Uptake of AgNPs by BEAS-2B cells. The cellular Ag dose was quantified by AAS (A). BEAS-2B cells were exposed to 10 μg/mL AgNPs for 4 h and the total cellular Ag content was analyzed by AAS. The Ag dose was expressed as pg per cell. Results are presented as mean ± standard deviation of 2 replicates. The uptake mechanisms were investigated using pharmacological inhibitors and 4°C exposure (B).

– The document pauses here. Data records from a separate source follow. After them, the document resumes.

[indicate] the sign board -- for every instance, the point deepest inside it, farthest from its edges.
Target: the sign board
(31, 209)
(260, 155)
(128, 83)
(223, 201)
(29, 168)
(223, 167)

BEAS-2B cells were pre-incubated with different pharmacological inhibitors at 37°C (clathrin-mediated endocytosis: amantadine 200 μM for 30 min, caveolin/lipid raft mediated endocytosis: nystatin 25 μM for 30 min, macropinocytosis: amiloride-HCl 100 μM for 30 min, general fluid-phase endocytosis: wortmannin 400 nM for 30 min, actin-dependent phagocytosis: cytochalasin D 1 μM for 1 h). For energy dependent inhibition of uptake the cells were pre-incubated at 4°C for 30 min. Following the pre-incubations, cells were exposed to 10 μg/mL 10 nm citrate coated or 75 nm citrate coated AgNPs for 2 h in the presence of the inhibitors or at 4°C. The total Ag content was determined using AAS. The results are expressed as % of the corresponding controls and presented as mean ± standard deviation of 2 replicates.

Figure 7

Quantification of the Ag release in cell medium. The amount of released Ag in cell medium (BEGM) after 4 and 24 h at 37°C was quantified by means of AAS and expressed as percentage from the total added Ag (10 μg/mL). Results are presented as mean ± standard deviation of 2 replicates.

Figure 8

Cytotoxicity of the extracellular release Ag fraction. The Ag released fraction in cell medium was obtained by incubating 50 μg/mL AgNPs in BEGM at 37°C for 24 h. BEAS-2B cells were incubated with the respective supernatants for 24 h and cytotoxicity was measured with the Alamar Blue assay. Results are presented as mean ± standard deviation of 2 independent experiments.